Clooney, who also serves as director and co-writer, doesn’t provide that spark (it’s another reminder that Steven Soderbergh delivered more than pretty pictures for the Ocean’s Eleven reboot). Movie stars – no matter how charming – still need dialogue matching their talent, scenes structured toward their strengths and a narrative that gives them something to do.
The Monuments Men seems to believe it only needs stars.

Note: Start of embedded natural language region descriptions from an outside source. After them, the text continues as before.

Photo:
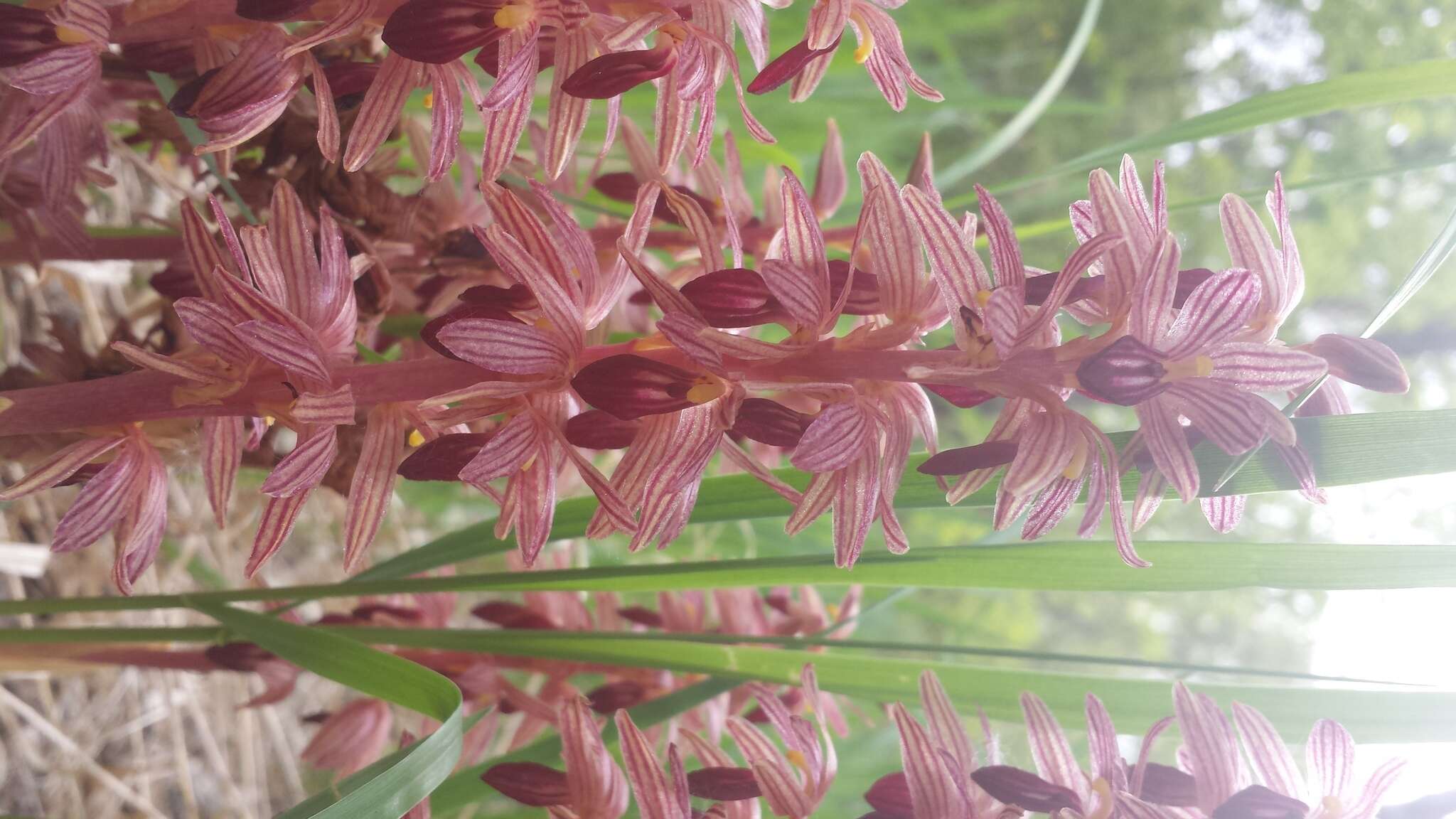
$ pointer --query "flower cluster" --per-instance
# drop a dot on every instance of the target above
(277, 336)
(947, 776)
(508, 388)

The Monuments Men, which dramatizes the true story of an American platoon charged with preserving precious European art pieces in the final days of World War II, seems to believe it only needs stars. The movie’s opening section, in which Clooney’s Frank Stokes gathers his crew, barely bothers to give us a sense of these men. Their characters might as well have been named Matt Damon, Bill Murray, etc. In fact, it wasn’t until after the film that I realized I had almost no idea who Clooney’s Stokes even was. A current military officer? A retired veteran? An art professor? As far as The Monuments Men was concerned, it didn’t matter. He was played by George Clooney – that’s all we really need to know.
Once the crew embarks on its mission, the movie adopts the fractured, parallel structure of episodic television. Damon’s character is sent to Paris, where he seeks an art curator played by Blanchett (they’re a poor match). Murray is left to drolly bicker with another team member, played by Bob Balaban, while Goodman and Dujardin take off in another direction. (The latter pairing had me imagining an animated endeavor involving Baloo and Pepe Le Pew.)
Disparate in tone and fairly flat, these scenes are left hanging on their own – and often out to dry. The same could be said for the movie’s stars. The Monuments Men disproves an old entertainment adage: no matter how charismatic the performer, you really don’t want to watch them read the phone book.